Salesforce Flow – Fast Field Update and Same Record Updates Assignment vs Update Element

automationbefore-save-flowvisual-workflow

A coworker had an assignment to rework workflows/process builders to flows. The fast field update flows (before triggered) all have the "Update Triggering Record" for all kind of changes and I'm worried this causes another update (re-running all validations, automations etc) and perform much slower instead of just using the "Assignment" element, that I know just alters the current DML.

So my question is really if there is any difference between the "Update Triggering Record" and "Assignment" element when doing same record updates in flow in terms of resources?

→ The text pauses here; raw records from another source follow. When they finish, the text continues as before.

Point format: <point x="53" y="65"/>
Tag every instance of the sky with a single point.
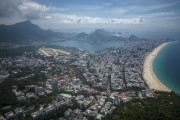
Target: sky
<point x="146" y="18"/>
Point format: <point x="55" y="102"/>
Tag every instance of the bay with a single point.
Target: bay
<point x="166" y="66"/>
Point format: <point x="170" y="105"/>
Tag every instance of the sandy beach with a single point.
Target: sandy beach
<point x="149" y="76"/>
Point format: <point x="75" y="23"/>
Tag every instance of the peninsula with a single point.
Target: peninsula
<point x="149" y="76"/>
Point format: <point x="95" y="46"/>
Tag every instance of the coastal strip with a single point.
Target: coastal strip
<point x="148" y="74"/>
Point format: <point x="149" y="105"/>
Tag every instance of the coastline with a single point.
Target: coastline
<point x="148" y="74"/>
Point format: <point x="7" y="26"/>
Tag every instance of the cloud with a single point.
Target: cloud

Also, what happens if there are multiple "Update Triggering Record" in one flow instead of multiple assignments? Will there be one update for each "update-element" or are they combined into one/no extra update?

Best Answer

Before Save Flows operate the same as before insert/update Apex triggers. They modify the record after standard validations but before the first save noted in Triggers and Order of Execution. Unlike the After Save triggers, they do not cause another round of validation/flow/trigger execution, and are therefore very efficient at updating the triggering record (very nearly as fast as a before insert/update Apex trigger).

You can, and should, use Before Save Flows whenever possible, as they do not trigger a recursive DML operation. Note that in a After Save flow, an Assignment is not sufficient to update the record. You must also use an Update Record element to actually save any changes, which is also what causes the second round of validations and triggers to execute. Using multiple Update Record elements will result in even further DML operations being executed, so we must take care to combine all such updates into a single Flow and a single Update Records element, if possible.

Note that flows are bulkified, in the sense that multiple records being processed at once will execute the flows essentially "in parallel", but only in the sense that each Update Records element will act as a blocker, and then be bulkified from there. If you have a conditional decision that ends up going to two different Update Records elements, either because another blocking element is on a decision path, or because you used different elements, multiple updates may be triggered. Always try to minimize the number of blocking paths to take full advantage of this feature.